October saw Germany’s Wiesenhof launch the Wiesenhof-Privathof on its home market, offering poultry raised to higher welfare standards, the company notes.
The rearing methods behind the brand were developed through discussions with welfare and academic groups, and the brand responds to a growing desire among German consumers to ensure that their purchasing habits support animal welfare.
The largest division within the PHW Group, in the 1960s, Wiesenhof was the first company to bring branded chicken to the market. In 1995, it established the first origin guarantees for its poultry products and stopped using meat and bone meal in its poultry feed long before concerns began to emerge about its inclusion in feed. Now, almost every second chicken sold in Germany is a Wiesenhof bird, and since 2002, along with its standard birds, turkeys and ducks, the company has been producing organic birds. This latest initiative, however, is firmly focused on bird welfare.
For its Wiesenhof-Privathof brand, the company uses the slower-growing breed Cobb Sasso, developed for free-range, organic and other higher welfare systems.
Cobb Germany director, James Truscott, commented: “Privathof is setting a new standard in Germany just as the Freedom Food brand in England is very successful. It requires poultry to be grown slower, have more space and live in a more varied environment. Wiesenhof-Privathof is the latest product from Germany’s leading poultry brand catering for consumers looking for chickens reared using alternative production methods.”
The regime to be followed to rear higher welfare birds was developed through discussions between the company’s own researchers, the Institute of Animal Welfare, Animal Husbandry and Animal Hygiene, Ludwig-Maximillian University, Munich, and the German Welfare Federation, Deutscher Tierschutzbund.
Partnering with the German Welfare Association was a logical step given that in June 2011, it had announced its intention to introduce an animal welfare label for products of animal origin, which indicates standards being followed well beyond the legal minimum. The federation said that the label would be developed for all farmed animals, covering the entire production chain from breeding to slaughter, and that it would start with standards for pigs and poultry.
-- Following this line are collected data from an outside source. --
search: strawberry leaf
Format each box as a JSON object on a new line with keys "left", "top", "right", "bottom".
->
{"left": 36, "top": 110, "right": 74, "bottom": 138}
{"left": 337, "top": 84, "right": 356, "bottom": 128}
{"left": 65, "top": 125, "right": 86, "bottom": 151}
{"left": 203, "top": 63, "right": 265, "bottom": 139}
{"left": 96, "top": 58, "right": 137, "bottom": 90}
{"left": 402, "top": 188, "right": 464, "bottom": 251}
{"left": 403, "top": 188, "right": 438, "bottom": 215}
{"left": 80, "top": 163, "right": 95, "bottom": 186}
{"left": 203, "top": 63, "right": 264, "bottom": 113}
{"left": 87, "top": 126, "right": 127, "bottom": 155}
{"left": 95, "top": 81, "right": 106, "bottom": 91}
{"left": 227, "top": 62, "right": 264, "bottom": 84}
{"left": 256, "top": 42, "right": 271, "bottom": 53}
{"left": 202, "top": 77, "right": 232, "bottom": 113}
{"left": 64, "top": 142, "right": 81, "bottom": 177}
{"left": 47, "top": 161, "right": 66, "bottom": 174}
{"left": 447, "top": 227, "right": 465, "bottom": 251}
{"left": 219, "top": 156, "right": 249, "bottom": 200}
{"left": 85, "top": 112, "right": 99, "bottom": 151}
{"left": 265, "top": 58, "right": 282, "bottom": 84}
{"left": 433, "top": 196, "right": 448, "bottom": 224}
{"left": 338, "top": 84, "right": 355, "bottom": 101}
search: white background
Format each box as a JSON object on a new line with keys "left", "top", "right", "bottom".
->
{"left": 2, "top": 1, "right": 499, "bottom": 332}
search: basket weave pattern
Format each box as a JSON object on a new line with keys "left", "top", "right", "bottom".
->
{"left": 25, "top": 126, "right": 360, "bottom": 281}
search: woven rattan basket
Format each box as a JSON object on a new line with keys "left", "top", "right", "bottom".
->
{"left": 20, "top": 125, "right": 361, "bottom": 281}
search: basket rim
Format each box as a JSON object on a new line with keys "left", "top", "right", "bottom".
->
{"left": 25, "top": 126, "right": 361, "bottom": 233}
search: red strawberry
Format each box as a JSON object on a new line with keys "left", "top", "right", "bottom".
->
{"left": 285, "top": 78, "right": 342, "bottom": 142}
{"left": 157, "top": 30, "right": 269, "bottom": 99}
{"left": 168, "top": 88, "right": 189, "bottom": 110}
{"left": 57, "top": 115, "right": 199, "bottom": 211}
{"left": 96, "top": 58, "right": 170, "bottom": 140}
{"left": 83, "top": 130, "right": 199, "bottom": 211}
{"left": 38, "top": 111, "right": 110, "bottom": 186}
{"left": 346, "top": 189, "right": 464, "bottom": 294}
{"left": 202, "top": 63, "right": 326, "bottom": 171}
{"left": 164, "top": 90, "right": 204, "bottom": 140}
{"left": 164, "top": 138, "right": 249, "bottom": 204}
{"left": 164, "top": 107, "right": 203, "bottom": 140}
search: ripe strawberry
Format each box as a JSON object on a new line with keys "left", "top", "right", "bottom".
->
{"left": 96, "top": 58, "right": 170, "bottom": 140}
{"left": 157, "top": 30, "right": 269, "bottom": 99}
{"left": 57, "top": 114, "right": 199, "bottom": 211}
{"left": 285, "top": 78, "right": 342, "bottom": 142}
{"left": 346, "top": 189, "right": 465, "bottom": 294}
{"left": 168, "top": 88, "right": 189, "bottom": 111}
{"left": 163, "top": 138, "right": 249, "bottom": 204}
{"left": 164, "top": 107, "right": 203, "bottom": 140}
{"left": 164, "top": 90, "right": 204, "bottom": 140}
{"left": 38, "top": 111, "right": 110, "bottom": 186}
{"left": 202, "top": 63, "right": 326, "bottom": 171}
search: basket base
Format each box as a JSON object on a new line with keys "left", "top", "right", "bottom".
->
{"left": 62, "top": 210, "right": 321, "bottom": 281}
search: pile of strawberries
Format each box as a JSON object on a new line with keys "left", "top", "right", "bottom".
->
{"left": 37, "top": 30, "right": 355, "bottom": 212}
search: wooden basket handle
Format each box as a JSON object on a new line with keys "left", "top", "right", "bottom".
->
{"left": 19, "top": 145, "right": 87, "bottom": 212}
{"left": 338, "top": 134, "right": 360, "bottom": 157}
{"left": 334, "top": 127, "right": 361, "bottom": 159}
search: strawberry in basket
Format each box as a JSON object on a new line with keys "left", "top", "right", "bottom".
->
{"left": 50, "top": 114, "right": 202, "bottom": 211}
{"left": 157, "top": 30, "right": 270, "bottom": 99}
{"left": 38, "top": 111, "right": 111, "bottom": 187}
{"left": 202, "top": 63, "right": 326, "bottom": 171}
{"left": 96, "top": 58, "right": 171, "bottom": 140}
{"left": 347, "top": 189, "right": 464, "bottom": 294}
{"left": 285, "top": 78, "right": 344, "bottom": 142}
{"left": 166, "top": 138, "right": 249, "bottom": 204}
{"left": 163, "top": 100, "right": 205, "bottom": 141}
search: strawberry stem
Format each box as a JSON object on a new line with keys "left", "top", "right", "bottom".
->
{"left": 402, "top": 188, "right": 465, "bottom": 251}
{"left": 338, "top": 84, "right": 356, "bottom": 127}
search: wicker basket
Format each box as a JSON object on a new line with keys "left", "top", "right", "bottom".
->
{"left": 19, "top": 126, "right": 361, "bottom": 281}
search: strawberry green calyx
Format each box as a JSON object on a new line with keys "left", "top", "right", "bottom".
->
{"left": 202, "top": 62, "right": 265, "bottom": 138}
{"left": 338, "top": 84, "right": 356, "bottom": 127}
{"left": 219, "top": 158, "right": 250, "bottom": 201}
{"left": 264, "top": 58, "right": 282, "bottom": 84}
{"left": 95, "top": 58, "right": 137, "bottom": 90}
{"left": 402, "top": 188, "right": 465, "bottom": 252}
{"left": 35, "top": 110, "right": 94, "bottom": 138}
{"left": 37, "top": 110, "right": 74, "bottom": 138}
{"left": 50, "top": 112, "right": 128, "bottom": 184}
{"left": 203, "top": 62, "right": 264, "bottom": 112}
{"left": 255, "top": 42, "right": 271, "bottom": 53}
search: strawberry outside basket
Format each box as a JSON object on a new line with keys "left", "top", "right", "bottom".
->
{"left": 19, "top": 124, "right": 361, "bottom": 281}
For its Privathof brand, Wiesenhof decided that not only would it opt for a slower growing breed, but that stocking densities would be lower than in traditional rearing and that birds would have access to a covered outdoor space. Within the houses, straw bales would be made available, along with litter to allow birds to scratch.
As part of a long-term study, cameras were installed in barns to document and evaluate birds’ behavior. It was concluded that the facilities made available to them allowed an expression of natural behavior and resulted in behavior improvement.
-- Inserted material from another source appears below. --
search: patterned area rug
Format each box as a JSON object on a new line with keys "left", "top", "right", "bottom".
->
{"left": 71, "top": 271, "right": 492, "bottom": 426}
But how is bird welfare really measured? Professor Michael Erhard, director of the Department of Animal Welfare at the Ludwig-Maximillian University, noted that while it was difficult to measure animal welfare as the birds cannot be asked, there are certain measures that can be applied, including looking at what animals do in the barn, and what their preferences are when certain elements are changed. Another parameter is the health of the birds.
He continued that opting for a slow-growing bird allowed better skeletal and muscle growth and that lower stocking densities allowed greater movement and fuller expression of natural behaviours.
Placing cameras within the barns had allowed the recording of how birds move, which resources they use and how much they rest. This allowed researchers to know exactly what was going on and to measure certain parameters objectively.
The Privathof brand is currently distributed in the south of Germany through three supermarket chains and will be extended into the north of the country as supply increases. As a first step, whole chickens have been launched, but the range will include breast portions and drumsticks. The product has a price point some 30% higher than traditionally raised chicken.
“We believe that this is the right time for an alternative poultry concept”, said Peter Wesjohann, chairman of the PHW Group. “Now consumers can decide how important welfare is to them.”